Two other factors favor the GOP’s chances as well: one, in the 10 most competitive Senate races, eight are in states currently held by Democrats; and two, Democratic incumbents are retiring in South Dakota, West Virginia, and Montana. Uber pollster Nate Silver gives Republicans an 80 percent chance of making a pick up as a result.
Perhaps the brightest spot for the GOP concerns what the WSJ characterizes as Obama’s loss of “significant altitude among core constituencies such as Hispanics and younger Americans,” in an election that “tends to swing on turnout.” Among Hispanics, Obama’s approval rating has nosedived from 67 percent in January 2013, to 44 percent in the latest poll. Younger Americans, who have been hammered by ongoing high unemployment, have long been abandoning the president, with only 41 percent approving his job performance as of last December. Moreover many of them have “buyer’s remorse” with regard to casting their votes for him in 2012. Neither of these developments bode well for Democrats.

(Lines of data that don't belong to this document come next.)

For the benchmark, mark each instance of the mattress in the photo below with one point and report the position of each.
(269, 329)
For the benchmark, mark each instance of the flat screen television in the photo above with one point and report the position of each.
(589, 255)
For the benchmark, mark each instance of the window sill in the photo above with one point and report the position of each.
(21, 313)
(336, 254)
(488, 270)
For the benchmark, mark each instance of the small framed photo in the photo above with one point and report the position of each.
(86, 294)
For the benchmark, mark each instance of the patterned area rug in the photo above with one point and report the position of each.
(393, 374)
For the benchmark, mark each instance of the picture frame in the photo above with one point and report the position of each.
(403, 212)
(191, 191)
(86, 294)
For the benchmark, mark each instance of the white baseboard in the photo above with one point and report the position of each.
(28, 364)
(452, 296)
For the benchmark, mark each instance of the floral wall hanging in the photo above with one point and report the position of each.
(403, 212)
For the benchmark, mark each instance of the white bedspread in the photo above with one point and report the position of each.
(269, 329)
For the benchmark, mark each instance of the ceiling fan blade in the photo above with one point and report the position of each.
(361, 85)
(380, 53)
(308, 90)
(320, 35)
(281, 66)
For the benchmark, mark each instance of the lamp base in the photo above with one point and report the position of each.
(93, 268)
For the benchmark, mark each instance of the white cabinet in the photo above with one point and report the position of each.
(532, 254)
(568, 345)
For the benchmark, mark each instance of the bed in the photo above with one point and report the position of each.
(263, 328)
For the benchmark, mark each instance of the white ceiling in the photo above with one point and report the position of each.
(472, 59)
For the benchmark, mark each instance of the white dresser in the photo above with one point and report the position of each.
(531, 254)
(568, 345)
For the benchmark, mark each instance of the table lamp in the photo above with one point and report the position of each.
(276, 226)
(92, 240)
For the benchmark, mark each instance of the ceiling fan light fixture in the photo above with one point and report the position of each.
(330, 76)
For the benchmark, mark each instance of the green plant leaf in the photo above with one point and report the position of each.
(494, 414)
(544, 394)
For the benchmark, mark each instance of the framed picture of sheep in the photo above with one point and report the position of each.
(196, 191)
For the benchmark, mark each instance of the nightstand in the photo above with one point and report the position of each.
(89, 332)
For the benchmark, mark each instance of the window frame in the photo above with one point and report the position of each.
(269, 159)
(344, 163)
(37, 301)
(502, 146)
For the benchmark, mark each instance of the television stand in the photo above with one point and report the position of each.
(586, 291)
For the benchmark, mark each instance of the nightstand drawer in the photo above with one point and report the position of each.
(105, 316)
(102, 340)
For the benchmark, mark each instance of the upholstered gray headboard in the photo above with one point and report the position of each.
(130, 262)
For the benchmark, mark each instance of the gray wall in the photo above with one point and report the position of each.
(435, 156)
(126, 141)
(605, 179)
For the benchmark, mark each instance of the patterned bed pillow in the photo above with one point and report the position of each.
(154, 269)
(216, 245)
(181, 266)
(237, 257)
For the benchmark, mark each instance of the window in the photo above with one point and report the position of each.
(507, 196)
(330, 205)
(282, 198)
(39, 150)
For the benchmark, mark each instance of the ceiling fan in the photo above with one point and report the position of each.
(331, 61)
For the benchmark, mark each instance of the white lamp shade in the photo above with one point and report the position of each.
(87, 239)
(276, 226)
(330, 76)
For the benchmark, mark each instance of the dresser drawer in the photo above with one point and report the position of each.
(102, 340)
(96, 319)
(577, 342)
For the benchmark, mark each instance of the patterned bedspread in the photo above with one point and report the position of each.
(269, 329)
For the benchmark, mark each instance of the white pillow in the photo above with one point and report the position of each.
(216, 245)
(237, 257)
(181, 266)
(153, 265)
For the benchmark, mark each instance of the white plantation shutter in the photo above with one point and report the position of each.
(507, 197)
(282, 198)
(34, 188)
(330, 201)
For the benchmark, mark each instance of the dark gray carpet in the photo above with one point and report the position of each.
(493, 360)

Neither does one last unmentioned fact about the poll itself. The percentage of respondents who are “strong,” not very strong,” or “lean” Democrat is 41 percent, versus 36 percent of those who are “strong,” not very strong,” or “lean” Republican. Fifteen percent self-identified as strictly independent.” That most of the media apparently consider a five point advantage in favor of Democrats unworthy of mentioning is hardly surprising.
Neither is Obama’s fall from grace. Fox News contributor James Pinkerton illustrated why in one searing sentence. “As Iraq is falling apart, the president is in California fundraising and talking about climate change of course, and playing golf,” he said. Even before Iraq spiraled out of control, Americans apparently noticed such a stunning lack of leadership. It appears Hope and Change has finally crashed and burned.